CS131 learning notes #0

Posted by quartney on Fri, 31 Dec 2021 18:57:24 +0100

CS131 learning notes #0

1. Introduction to numpy

The essence of image recognition processing is matrix operation. python's numpy library performs this kind of operation, so learning numpy is a necessary step before image learning.

import numpy as np is usually used to use the numpy package

1.1 general creation method of matrix

  • Cannot create an empty array
  • General method of creating array: y = NP array([[1,2,3,4,5], [6,7,8,9,10]])
  • Read size: y.shape
  • Create zero matrix: NP Zero ((3,3)) # creates a 0 matrix with a size of 3 * 3
  • Create unit array: identity = NP identity(3)
  • Create all one matrix: ones = NP ones((2,2))

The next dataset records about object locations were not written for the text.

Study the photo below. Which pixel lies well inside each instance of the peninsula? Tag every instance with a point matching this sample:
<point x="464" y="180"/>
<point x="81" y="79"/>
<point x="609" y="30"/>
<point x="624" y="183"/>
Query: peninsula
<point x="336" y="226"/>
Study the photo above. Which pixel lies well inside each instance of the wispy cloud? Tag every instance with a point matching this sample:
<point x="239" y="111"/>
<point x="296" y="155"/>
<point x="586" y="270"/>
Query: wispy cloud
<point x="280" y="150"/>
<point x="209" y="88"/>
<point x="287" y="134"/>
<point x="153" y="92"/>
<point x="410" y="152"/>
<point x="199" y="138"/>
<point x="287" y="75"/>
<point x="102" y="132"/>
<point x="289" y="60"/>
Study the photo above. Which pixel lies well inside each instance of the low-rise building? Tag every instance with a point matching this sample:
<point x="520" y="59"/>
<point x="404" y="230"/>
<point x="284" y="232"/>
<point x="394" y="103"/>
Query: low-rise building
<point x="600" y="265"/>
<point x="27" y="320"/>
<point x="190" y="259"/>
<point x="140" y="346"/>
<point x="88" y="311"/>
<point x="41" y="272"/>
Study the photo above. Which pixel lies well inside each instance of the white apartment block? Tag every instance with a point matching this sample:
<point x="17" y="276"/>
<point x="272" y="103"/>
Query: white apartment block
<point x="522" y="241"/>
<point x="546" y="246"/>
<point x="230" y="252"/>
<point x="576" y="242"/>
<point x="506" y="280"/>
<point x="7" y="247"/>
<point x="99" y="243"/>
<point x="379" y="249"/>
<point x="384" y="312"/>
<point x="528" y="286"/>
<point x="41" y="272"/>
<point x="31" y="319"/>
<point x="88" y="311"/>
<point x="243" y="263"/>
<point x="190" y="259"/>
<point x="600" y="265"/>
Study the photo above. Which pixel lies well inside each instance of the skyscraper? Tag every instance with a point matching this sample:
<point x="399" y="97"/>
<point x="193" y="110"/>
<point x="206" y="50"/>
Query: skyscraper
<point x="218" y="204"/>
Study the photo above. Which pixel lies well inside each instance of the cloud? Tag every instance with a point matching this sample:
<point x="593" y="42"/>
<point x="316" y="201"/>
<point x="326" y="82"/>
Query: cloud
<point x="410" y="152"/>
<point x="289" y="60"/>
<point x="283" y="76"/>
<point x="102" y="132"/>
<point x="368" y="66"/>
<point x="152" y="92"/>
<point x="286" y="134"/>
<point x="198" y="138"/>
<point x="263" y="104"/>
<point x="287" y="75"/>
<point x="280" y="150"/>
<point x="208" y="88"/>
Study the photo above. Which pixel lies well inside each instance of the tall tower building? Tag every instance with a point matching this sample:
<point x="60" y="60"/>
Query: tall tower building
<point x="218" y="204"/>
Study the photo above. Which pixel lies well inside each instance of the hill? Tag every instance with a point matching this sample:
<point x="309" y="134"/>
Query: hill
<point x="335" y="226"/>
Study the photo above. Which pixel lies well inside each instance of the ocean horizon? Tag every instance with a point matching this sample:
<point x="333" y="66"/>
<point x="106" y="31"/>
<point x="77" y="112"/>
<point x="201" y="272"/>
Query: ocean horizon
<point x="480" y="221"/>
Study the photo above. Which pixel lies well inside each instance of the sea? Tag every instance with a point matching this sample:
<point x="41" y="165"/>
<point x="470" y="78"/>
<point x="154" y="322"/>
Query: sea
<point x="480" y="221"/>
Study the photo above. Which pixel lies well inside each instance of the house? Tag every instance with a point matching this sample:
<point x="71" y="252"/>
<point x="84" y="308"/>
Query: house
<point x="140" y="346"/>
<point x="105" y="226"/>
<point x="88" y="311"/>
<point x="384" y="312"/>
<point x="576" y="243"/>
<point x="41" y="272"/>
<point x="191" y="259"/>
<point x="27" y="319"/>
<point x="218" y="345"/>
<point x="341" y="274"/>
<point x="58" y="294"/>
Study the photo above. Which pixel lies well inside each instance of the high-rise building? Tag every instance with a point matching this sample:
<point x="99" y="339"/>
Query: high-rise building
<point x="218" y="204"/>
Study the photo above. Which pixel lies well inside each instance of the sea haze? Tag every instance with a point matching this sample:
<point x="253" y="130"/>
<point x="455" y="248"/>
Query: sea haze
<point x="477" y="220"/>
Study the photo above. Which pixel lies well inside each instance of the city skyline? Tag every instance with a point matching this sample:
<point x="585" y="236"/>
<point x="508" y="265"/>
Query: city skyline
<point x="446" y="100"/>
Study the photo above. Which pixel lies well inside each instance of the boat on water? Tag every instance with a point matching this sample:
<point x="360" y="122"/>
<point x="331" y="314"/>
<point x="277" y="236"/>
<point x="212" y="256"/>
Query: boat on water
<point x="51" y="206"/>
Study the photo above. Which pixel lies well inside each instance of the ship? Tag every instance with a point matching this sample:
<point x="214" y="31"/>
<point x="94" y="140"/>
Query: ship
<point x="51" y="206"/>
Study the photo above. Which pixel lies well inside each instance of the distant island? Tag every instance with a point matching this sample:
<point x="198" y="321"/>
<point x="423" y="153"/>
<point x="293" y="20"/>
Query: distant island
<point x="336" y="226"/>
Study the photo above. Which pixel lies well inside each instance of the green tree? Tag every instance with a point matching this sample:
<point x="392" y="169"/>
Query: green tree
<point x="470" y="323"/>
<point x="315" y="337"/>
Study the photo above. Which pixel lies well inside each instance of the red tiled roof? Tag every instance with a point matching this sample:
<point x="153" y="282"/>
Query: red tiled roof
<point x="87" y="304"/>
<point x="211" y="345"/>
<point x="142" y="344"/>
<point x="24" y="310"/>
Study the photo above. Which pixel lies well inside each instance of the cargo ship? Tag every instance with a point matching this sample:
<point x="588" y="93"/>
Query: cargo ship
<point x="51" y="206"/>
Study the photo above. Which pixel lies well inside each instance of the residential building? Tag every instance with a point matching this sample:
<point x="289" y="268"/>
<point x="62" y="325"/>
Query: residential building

1.2 Broadcasting and NP Use of mean

import numpy as np
#If we want to adjust the row average of any matrix to 0:
matrix = 10*np.random.rand(4,5)
row_means = matrix.mean(axis = 1).reshape((4,1))
matrix = matrix - row_means
print(matrix)
#axis does not set a value, calculates the mean value of m*n numbers, and returns a real number
#axis = 0: compress rows and calculate the mean value of each column
#axis =1: compress the column and calculate the average value of each row

1.3 numpy.random usage

  • numpy. random. Random use
#Three parameters: low, high and size. The default high is None. If there is only low, the range is [0, low]. If there is high, the range is [low,high).
#Returns a random integer in a semi open interval [low, high].
>>> np.random.randint(2, size=10)
array([1, 0, 0, 0, 1, 1, 0, 0, 1, 0])

>>> np.random.randint(1, size=10)
array([0, 0, 0, 0, 0, 0, 0, 0, 0, 0])

>>> np.random.randint(5, size=(2, 4))
array([[4, 0, 2, 1],
       [3, 2, 2, 0]])
  • numpy.random.rand use
#This function can return one or a group of random sample values subject to "0 ~ 1" uniform distribution. The value range of random samples is [0,1], excluding 1. 
>>> np.random.rand(3,2)
array([[ 0.14022471,  0.96360618],  
       [ 0.37601032,  0.25528411],  
       [ 0.49313049,  0.94909878]]) 
  • numpy.random.randn usage
#The randn function returns one or a set of samples with a standard normal distribution.
np.random.randn(2,4)
array([[ 0.27795239, -2.57882503,  0.3817649 ,  1.42367345],
      [-1.16724625, -0.22408299,  0.63006614, -0.41714538]])
#standard normal distribution
#The standard normal distribution, also known as u distribution, is a normal distribution with 0 as the mean and 1 as the standard deviation, which is recorded as N (0,1).

1.4 use of Boolean masks

  • Basic judgment
import numpy as np
array = np.array(range(20)).reshape((4,5))#Matrix of 4 * 5,1-20
print(array)

output = array > 10
output
#out: 
array([[False, False, False, False, False],
       [False, False, False, False, False],
       [False,  True,  True,  True,  True],
       [ True,  True,  True,  True,  True]])

array[output]
#out: 
array([11, 12, 13, 14, 15, 16, 17, 18, 19])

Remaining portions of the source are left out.